Ливитину стало вдруг нестерпимо скучно: теперь этот тоже задавал осточертевший и в кают-компании вопрос: с кем война? Но если там, споря, ссылались на политику, на экономику, на различные исторические "тяги" и на авторитет Генерального морского штаба, считавшего Швецию в числе обязательных противников, то Козлову надо было что-то сказать просто и отчетливо. Сказать же было нечего, и Ливитин загородился вопросом же:

- А тебе что - воевать неохота?

- Какая ж охота, вашскородь! - искренне сказал Козлов. - Одно разорение!

Лейтенант поднял брови.

- Почему разорение? Наоборот, морское* всю зиму получать будешь.

______________

* Морское довольствие - прибавка к жалованью за время, когда корабль числится в кампании (на Балтике - обычно с мая по ноябрь).
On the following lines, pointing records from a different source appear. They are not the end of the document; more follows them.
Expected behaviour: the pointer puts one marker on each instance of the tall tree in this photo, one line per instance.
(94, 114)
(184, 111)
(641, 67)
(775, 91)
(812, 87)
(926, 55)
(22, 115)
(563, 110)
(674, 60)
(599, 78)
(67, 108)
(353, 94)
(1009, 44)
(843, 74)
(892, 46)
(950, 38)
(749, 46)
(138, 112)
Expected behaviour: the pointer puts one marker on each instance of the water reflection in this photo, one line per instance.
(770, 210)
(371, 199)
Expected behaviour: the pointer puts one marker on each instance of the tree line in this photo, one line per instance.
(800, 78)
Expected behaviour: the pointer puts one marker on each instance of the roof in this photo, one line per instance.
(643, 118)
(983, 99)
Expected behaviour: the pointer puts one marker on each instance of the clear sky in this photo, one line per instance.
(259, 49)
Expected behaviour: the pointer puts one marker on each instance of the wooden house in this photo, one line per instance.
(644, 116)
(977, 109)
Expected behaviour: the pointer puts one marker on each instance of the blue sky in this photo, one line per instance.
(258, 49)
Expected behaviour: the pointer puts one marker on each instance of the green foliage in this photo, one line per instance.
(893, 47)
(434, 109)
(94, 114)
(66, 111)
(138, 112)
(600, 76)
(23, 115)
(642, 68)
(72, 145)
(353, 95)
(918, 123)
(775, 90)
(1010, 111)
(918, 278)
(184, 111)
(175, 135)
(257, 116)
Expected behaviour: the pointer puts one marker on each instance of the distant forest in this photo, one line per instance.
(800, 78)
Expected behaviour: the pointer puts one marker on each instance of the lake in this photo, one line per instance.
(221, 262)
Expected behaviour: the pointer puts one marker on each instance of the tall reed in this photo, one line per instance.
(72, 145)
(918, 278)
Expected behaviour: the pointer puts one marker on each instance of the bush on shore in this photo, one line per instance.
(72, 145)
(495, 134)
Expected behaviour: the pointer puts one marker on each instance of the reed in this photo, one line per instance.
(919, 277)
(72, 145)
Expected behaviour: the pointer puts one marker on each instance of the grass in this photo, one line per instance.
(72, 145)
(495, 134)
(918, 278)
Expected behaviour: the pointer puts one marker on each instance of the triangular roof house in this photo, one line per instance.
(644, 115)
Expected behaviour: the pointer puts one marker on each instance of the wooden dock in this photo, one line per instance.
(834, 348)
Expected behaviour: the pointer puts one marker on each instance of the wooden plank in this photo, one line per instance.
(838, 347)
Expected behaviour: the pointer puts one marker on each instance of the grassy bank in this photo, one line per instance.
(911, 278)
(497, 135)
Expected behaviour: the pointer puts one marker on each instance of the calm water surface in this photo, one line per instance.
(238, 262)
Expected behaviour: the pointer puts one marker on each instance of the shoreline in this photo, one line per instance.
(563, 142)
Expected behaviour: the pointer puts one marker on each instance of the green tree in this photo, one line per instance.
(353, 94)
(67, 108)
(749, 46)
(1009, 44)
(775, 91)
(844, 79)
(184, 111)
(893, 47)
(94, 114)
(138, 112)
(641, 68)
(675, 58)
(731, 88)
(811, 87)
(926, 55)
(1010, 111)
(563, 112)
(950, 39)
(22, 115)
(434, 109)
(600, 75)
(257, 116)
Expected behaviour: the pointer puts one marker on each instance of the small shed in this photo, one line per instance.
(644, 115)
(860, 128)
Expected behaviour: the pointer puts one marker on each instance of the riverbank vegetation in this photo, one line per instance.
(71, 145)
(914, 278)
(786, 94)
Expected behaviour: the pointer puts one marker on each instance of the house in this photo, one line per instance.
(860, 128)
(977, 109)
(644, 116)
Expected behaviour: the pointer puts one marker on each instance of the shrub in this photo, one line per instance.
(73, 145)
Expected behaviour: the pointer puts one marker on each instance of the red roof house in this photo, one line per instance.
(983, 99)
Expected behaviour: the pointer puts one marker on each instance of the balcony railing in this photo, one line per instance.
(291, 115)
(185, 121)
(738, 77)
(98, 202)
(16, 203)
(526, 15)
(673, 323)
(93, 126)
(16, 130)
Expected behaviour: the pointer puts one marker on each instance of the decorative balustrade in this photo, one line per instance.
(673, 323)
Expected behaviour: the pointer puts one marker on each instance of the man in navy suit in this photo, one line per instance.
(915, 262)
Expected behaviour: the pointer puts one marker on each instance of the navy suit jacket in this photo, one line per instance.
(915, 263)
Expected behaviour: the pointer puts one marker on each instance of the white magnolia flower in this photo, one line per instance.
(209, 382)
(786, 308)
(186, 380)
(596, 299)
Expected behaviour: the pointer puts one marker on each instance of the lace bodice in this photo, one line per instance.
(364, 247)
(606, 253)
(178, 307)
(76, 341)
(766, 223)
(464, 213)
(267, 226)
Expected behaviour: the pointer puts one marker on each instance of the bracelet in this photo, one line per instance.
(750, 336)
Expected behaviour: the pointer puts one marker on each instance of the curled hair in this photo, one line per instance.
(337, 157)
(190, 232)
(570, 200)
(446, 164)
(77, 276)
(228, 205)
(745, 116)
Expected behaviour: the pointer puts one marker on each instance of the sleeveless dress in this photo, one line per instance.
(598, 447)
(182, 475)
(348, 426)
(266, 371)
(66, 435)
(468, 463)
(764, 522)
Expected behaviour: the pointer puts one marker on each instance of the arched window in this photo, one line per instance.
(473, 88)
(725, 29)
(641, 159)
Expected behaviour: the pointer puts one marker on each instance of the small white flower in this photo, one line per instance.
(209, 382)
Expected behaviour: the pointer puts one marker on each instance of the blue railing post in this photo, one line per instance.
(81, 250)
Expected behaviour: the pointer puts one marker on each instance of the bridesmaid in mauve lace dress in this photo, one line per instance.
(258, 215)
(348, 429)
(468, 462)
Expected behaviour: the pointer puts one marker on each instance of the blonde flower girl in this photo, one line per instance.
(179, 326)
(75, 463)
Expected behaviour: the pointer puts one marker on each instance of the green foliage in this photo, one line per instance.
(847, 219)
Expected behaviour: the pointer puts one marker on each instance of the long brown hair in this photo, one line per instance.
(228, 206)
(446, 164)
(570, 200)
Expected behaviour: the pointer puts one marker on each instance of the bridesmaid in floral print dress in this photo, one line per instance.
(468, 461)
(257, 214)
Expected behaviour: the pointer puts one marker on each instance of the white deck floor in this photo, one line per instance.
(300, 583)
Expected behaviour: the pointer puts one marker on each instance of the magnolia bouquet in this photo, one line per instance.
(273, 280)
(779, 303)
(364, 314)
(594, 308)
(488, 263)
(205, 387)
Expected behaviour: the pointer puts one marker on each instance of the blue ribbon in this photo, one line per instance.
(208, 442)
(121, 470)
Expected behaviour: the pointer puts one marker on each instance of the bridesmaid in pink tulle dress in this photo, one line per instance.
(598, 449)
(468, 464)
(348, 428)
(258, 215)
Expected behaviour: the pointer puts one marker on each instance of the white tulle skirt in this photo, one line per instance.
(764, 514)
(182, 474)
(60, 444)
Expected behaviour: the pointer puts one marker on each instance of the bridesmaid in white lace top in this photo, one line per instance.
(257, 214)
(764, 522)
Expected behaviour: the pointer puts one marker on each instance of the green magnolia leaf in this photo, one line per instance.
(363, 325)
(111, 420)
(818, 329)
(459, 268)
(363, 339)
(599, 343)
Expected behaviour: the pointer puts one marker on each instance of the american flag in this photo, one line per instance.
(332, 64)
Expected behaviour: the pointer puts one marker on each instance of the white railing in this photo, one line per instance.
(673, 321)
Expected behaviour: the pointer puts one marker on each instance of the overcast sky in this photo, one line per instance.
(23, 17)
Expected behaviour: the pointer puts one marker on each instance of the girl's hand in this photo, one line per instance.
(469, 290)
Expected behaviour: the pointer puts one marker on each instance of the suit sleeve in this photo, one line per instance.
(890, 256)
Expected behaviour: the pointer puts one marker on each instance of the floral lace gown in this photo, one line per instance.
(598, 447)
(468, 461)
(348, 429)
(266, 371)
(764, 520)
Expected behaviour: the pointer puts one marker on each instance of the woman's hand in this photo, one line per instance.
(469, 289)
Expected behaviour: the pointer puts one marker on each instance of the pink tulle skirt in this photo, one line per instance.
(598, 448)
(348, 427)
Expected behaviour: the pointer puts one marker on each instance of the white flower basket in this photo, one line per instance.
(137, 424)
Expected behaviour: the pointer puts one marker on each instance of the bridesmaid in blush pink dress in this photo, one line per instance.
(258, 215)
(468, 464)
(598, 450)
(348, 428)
- Хозяйству разорение, вашскородь, - вдумчиво объяснился Козлов. - С японской едва на ноги стали, а тут - лошадей заберут, это уж обязательно... Брат, скажем, уйдет, ему год до призыва остался. Так у нас очень все хорошо выходило: ему в солдаты идти, а я бы как раз со службы пришел...

Ливитин удивился не на шутку. Четвертый год жил он с Козловым и полагал, что Козлову эта наладившаяся и спокойная совместная жизнь была так же удобна, как и ему самому. Было совершенно естественно, что Козлов останется или на сверхсрочную, чтобы переходить с ним с корабля на корабль, или в качестве лакея на береговой квартире с Ириной Александровной и Сашей-женой. И вдруг оказывается, что Козлов, несмотря на хорошенькую Сашу (приспособленную лейтенантом в качестве мертвого якоря, удерживающего Козлова в доме), имеет свои собственные планы и что крестьянские наклонности никак не были преодолены ни флотом, ни городом, ни Сашей. Несомненно, что это был человек - с особой, своей жизнью, непонятной и, вероятно, сложной и с ясным наличием свободной воли. Этому открытию, разрушающему удобные и спокойные иллюзии, Ливитин был также обязан нависшей над головами обоих войне.